To expand its service with new airlines and destinations, Little Rock National Airport, Adams Field will increase its marketing incentives budget to $250,000 in 2008, up from $100,000.
In part to try to snag a direct flight to Mexico, the Little Rock Municipal Airport Commission gave unanimous approval Tuesday both to raise that budget and approach local businesses and groups for support.
Joseph Pickering, a senior consultant with Mead & Hunt's Aviation Business Services in its Peachtree City, Ga., office, presented findings to the commission at its monthly meeting. Earlier this year, the commission approved incentive program recommendations and a larger market study from Mead & Hunt, Inc., a Madison, Wis.-based consulting firm.
"Incentives do work" when airlines decide where to add service, he told the commission. "They can work as a tie breaker." The airport's incentive plan, which was established in 2003, combines fee waivers and marketing support, including no overnight fees, no landing fees for six months for new or expanded nonstop service and reduced gate rentals. Marketing awards to promote the launch of a new service are capped at $25,000.
Mead & Hunt's recommendations included targeting incentives based on the value of markets rather than using a one-size-fits-all approach. For example, Pickering said, Europe should have more value than Phoenix. A mainline jet should have more value than a regional jet.
The airport should also make the promotion periods longer and consider making facility improvements, such as adding signs and counter space, Pickering said.
According to the study, incentives help offset the risk associated with adding a new service to an airport. Airlines associate greater risk with smaller airports, so the smaller the airport, the bigger the incentives needed to attract new service.
Airports of all sizes have incentive programs. Dallas-Fort Worth International Airport, for example, caps its program at $7 million per year and includes landing fee rebates and marketing support for service launch and new carriers. For example, a new international route with a Boeing 747 could receive $1.4 million versus $200,000 for a regional jet flying to Mexico.
Larry Lichty, chairman of the commission, said that he was shocked by some of the incentives offered by other airports.
"I think you get the picture of what we're up against," he added.
It's also important to join forces with local businesses and organizations, such as the Little Rock Regional Chamber of Commerce and the Little Rock Convention and Visitors Bureau, to persuade airlines to add service and flights, Pickering said.
Adding service "should be viewed as an economic development," Pickering said.
Little Rock serves a market of about 1.3 million people, with about 1.24 million passengers boarding planes to leave Arkansas in 2006. A total of about 2.4 million passengers arrive and leave from the airport annually. Although the airport retains most of its passengers and does have nonstop service to most major hubs, it's missing service to major East and West coast destinations - excluding one daily flight each to Washington Dulles International Airport and Newark Liberty International Airport.
"My sense is we've picked the low-hanging fruit," Pickering said. "You've got great service, but most of your hubs are served well. The next level of service is going to be more difficult." Deborah Schwartz, executive director of the airport, said during the meeting that the increase in the marketing budget was specifically to target direct service to Mexico.

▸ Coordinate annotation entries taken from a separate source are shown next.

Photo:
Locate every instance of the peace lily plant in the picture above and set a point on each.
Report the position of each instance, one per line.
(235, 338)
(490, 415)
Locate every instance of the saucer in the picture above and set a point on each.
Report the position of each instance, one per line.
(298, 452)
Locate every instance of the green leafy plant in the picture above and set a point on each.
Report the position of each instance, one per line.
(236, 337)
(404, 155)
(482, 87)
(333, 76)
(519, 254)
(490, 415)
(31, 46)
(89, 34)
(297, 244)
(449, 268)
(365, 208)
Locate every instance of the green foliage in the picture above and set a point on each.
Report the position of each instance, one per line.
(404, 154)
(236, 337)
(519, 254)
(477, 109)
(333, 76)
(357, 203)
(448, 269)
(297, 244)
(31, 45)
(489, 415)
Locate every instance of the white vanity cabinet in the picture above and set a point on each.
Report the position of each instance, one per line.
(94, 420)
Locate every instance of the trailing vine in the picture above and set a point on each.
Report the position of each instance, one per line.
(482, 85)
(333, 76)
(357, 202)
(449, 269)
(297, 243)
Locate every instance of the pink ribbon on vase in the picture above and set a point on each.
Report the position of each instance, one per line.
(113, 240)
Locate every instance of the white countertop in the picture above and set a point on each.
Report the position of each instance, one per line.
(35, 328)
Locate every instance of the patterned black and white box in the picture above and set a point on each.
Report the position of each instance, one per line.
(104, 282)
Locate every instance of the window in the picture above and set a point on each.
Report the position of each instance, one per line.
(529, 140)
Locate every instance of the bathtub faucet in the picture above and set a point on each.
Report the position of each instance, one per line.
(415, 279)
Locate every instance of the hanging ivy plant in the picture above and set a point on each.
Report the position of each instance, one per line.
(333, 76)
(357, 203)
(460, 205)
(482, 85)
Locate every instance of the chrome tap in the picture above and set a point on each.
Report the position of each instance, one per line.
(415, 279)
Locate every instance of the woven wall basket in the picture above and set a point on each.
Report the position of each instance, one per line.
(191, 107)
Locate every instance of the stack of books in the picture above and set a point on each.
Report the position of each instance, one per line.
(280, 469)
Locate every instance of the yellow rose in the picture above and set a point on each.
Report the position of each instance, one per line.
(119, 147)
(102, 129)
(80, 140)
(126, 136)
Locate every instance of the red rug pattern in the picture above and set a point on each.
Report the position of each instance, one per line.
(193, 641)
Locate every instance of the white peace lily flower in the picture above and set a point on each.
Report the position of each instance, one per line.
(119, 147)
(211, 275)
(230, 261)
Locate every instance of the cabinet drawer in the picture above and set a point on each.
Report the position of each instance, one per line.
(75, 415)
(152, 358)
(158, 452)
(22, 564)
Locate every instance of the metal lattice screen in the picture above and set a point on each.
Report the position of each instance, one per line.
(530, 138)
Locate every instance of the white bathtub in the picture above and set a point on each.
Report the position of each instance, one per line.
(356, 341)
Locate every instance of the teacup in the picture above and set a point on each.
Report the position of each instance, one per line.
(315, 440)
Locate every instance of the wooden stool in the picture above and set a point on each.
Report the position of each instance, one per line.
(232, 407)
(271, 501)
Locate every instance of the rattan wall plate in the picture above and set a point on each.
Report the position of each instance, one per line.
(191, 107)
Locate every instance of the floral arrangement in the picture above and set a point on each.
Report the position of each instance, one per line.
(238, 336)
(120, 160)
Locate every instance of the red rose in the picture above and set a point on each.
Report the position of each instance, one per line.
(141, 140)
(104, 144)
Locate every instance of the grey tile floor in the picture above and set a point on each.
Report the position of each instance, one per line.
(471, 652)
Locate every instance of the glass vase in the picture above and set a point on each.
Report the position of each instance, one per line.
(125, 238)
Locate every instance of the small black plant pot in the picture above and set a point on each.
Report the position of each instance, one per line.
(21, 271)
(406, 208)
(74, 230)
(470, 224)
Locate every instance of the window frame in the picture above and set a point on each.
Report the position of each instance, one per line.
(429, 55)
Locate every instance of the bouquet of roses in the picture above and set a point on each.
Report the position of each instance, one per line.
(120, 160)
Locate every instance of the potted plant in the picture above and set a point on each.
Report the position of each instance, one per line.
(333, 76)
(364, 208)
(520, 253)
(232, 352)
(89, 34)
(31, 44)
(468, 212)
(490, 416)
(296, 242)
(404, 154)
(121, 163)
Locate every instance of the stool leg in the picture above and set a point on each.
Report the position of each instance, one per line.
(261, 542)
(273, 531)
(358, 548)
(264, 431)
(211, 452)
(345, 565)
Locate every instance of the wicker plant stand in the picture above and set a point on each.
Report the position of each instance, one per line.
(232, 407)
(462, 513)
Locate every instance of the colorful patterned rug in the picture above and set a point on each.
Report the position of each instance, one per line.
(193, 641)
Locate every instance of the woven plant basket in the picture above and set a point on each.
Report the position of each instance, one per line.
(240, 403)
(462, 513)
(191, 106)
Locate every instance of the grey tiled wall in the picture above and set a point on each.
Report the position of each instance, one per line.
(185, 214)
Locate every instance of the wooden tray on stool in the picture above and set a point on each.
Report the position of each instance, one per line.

Philip Launius, spokesman for the airport, said AeroMexico, Mexicana and Frontier airlines will be contacted about adding service to a Mexican destination in the near future. Although there's no firm city, Launius said Frontier would probably fly to a resort destination such as Cancun or Cozumel, whereas Mexico-based Mexicana had mentioned Guadalajara, the nation's second-largest city. "It's going to depend on the airline's network and what they want to do," he added.
One additional hurdle in adding international service to Little Rock: There's no customs area. Because the terminal will either be rebuilt or expanded in the coming years, they're not ready to spend money on setting up a customs area, Launius said.
"We don't want to waste money on a facility that may or may not fit into our future plans," Launius said.
Instead, the flight will have to stop at another U.S. airport to go through customs before arriving at Little Rock. Another possible solution would be for the federal government to allow for the customs office to be in Mexico. Canada has "preclearance" for U.S. customs at some of its airports, and the Mexican government is pushing hard for the same privilege, Launius said.
Other data in the market study found that in a comparison of the summers of 2000 and 2007, seat capacity has decreased by 18 percent.
In 2007, the airport retained 91 percent of its passengers, down from 99 percent in 2001. The study showed that of the primary area of travelers, 5 percent used Memphis International Airport and 4 percent used other airports in Arkansas.
"Having that high of a retention rate is very unusual," Pickering said in an interview after the commission meeting.
In a comparison of fares, Mead & Hunt found that Little Rock had lower prices in 20 of the top 25 markets, and Little Rock's average one-way domestic fares were $26 lower than those in Memphis.